Kontroversi Partai Lokal di Aceh

Author : Humas | Tuesday, July 19, 2005 | Suara Karya -

Perundingan informal antara Pemerintah Republik Indonesia dan kelompok Gerakan Separatis Aceh (GSA) di Helsinki, Finlandia, telah menyepakati beberapa hal yang penting, tetapi masih ada beberapa butir bahasan tetap menjadi ganjalan. Salah satu yang bisa dicatat adalah pihak GSA telah melepaskan tuntutan merdeka. Dengan demikian, perundingan ini sudah harus dipertegas lingkupnya dalam Negara Kesatuan Republik Indonesia (NKRI). Posisi yang semula hanya ada pada pihak Pemerintah Indonesia harus sudah pula menjadi posisi bagi pihak GSA.

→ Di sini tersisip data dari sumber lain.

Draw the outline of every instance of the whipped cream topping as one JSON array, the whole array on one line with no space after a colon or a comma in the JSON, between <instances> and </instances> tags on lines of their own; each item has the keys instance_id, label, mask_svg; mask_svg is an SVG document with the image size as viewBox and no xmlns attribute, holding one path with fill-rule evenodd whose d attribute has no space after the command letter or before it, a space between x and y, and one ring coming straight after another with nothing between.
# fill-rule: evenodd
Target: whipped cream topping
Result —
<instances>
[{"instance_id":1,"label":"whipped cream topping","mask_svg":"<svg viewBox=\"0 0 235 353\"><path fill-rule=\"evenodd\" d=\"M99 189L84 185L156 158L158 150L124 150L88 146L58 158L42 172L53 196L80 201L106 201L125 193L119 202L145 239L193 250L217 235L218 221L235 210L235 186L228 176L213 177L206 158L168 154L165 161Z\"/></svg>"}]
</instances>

Namun, masalahnya sekarang adalah pihak GSA menuntut dibukanya peluang pembentukan partai politik lokal. Dan, butir lain yang masih dibahas adalah tentang keikutsertaan mantan anggota GSA dalam pemilihan kepala daerah di Nanggroe Aceh Darussalam (NAD). Dengan kata lain, dari partai lokal itu, kelak ada atau muncul calon kepala daerah melalui pilkada.

 

Tentang keikutsertaan mantan anggota GSA dalam pemilihan kepala daerah masih terbuka untuk dibahas. Sebab, pada dasarnya setiap warga negara bisa mencalonkan diri untuk menjadi kepala daerah sejauh memenuhi persyaratan, dan untuk terpilih harus memiliki dukungan dari rakyat dalam pemungutan suara. Dan, mantan anggota GSA sebagai warga negara tetap memiliki hak untuk keikutsertaan tersebut.

Namun, tentang parpol lokal, isu ini akan menjadi sensitif bahkan bisa menimbulkan lebih banyak masalah. Dimungkinkannya mendirikan parpol lokal jelas akan mempunyai konsekuensi perubahan pada sejumlah UU bidang politik. Setidaknya menyangkut UU No 31/2002 tentang Parpol, UU No 12/2003 tentang Pemilihan Umum, UU No 22/2003 tentang Susunan dan Kedudukan MPR, DPR, DPD dan DPRD, dan UU No 23/2003 tentang Pemilihan Presiden dan Wakil Presiden.

Karena itu, muncul pertanyaan, bagaimana menyikapi negosiasi yang diajukan GSA tersebut? Menjawab pertanyaan itu, tentu dibutuhkan sikap ekstra kehati-hatian. Hemat penulis, jika pemerintah menyetujui dibentuknya parpol lokal GSA jelas akan berimplikasi pada keamanan Indonesia sendiri, bahkan mendatangkan masalah baru.

Setidaknya, hal itu dapat dijelaskan dengan beberapa alasan. Pertama, parpol lokal khusus untuk Aceh, tampaknya memberi peluang tetap adanya sekat-sekat sosial yang menghambat proses menuju sebagai bagian dari satu bangsa, Bangsa Indonesia. Bahkan, sekat-sekat sosial dalam masyarakat Aceh yang timbul akibat konflik berkepanjangan akan dilestarikan oleh partai politik lokal yang muncul. Proses perekatan masyarakat Aceh dalam lingkup Aceh, maupun NKRI justru akan terganggu.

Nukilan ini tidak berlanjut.